The Israeli campaign has left much of Gaza in ruins and forced about three-quarters of Gaza’s population from their homes, according to the United Nations.

Gaza’s health ministry says Israeli military actions have killed more than 34,000 Palestinians, two-thirds of them women and children.

Israeli Prime Minister Benjamin Netanyahu threatened Sunday, on the eve of the Jewish holiday of Passover, to “deliver additional and painful blows” on Hamas to secure the release of hostages held in Gaza.

“In the coming days we will increase the military and political pressure on Hamas because this is the only way to free our hostages,” Netanyahu said without offering any details.

The Israeli army has said some of the hostages abducted during Hamas’ Oct. 7 attack in southern Israel are being held in the southern Gaza city of Rafah.

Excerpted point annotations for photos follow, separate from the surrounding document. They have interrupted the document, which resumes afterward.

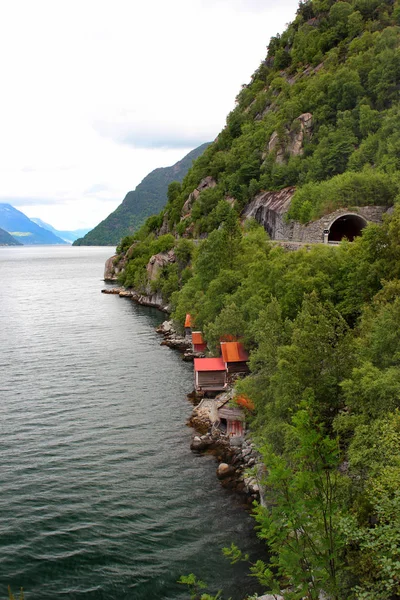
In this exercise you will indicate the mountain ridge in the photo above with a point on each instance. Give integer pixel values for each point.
(21, 227)
(149, 197)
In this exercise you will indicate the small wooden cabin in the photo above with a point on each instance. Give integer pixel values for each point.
(198, 343)
(235, 357)
(188, 324)
(209, 374)
(231, 421)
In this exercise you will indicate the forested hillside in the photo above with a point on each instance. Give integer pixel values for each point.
(322, 323)
(149, 197)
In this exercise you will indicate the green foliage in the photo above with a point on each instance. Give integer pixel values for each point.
(322, 323)
(348, 190)
(195, 585)
(300, 527)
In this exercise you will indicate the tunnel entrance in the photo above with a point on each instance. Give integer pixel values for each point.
(346, 226)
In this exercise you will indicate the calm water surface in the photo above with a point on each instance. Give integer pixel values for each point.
(100, 495)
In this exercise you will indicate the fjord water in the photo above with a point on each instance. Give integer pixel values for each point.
(100, 496)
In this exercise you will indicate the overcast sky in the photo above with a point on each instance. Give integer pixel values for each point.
(95, 94)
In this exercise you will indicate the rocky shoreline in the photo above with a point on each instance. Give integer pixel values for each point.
(240, 467)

Netanyahu has repeatedly threatened to unleash a military offensive on Rafah, claiming members of the terror group Hamas are holed up there. The threat comes despite calls for restraint from the international community, including from the United States — Israel’s main ally.

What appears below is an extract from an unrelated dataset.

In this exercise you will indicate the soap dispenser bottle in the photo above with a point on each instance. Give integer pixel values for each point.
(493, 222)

International concern has focused on the safety of Palestinian civilians in Rafah, where more than half of Gaza’s population has sought shelter after fleeing Israeli military assaults in other parts of Gaza.

West Bank

Israeli soldiers killed three Palestinians Sunday in the occupied West Bank.

The Israeli military said the three Palestinians attacked Israeli soldiers in two different locations. In the first incident, at a junction near the Palestinian city of Hebron, Israeli troops were shot at by one man, while another attempted to stab them, before the military opened fire on both individuals. 

In the second incident, at a checkpoint farther north in the West Bank, the military said a woman tried to stab soldiers who then responded with live fire.

Violence in the West Bank has escalated since the Israel-Hamas war started, with Israel’s frequent army raids on militant groups, rampages by Jewish settlers in Palestinian villages, and deadly Palestinian street ambushes on Israeli soldiers.

Netanyahu said Sunday he would fight sanctions being imposed on any Israeli military units for alleged rights violations in the West Bank, after media reports said Washington was planning such a step.

Axios news site reported Saturday that Washington was planning to impose sanctions on Israel’s Netzah Yehuda battalion, which has operated in the occupied West Bank, although the Israeli military said it was not aware of any such measures.

On Friday, the United States announced a series of sanctions against organizations funding attacks by extremist Israeli settlers on Palestinians in the West Bank. This is the latest sign of growing U.S. frustration with the policies of Netanyahu, whose coalition government relies on settler parties.